FOLR1 was first reported in relation to autosomal recessive neurodegenerative syndrome due to cerebral folate transport deficiency in 2009 (Steinfeld et al., PMID: 19732866). FOLR1 encodes a protein involved in folic acid binding. The disorder is characterized by progressive neurologic deterioration with developmental delay, intellectual disability, seizures, and movement disorders.

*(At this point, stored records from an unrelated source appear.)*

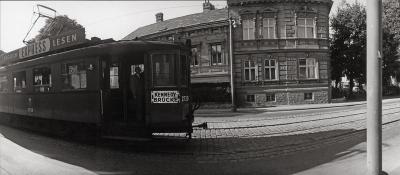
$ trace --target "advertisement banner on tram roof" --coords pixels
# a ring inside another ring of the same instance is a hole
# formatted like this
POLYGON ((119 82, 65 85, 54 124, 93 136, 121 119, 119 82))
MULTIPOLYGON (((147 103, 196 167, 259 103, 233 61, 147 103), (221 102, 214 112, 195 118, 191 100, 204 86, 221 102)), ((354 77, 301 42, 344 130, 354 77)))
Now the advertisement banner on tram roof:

Fourteen variants (missense, nonsense, splice, inframe duplication) that have been reported in 17 probands in 10 publications (PMIDs: 19732866, 20857335, 21752681, 22586289, 24091540, 24556562, 25274592, 27066576, 27328863, 27743887) are included in this curation. More evidence is available in the literature, but the maximum score for genetic evidence (12 points) has been reached. The mechanism of pathogenicity is loss of function. Pathogenic variants result in loss of folate binding in patient cells (PMID: 19732866).
In summary, there is definitive evidence supporting the relationship between FOLR1 and autosomal recessive neurodegenerative syndrome due to cerebral folate transport deficiency. This has been repeatedly demonstrated in both the research and clinical diagnostic settings, and has been upheld over time. This classification was approved by the ClinGen Intellectual Disability and Autism Gene Curation Expert Panel on October 20, 2017 (SOP Version 5). As of July 2022, this record underwent administrative updates to include an evidence summary text and update scoring to be consistent with SOP Version 9. No new evidence has been added.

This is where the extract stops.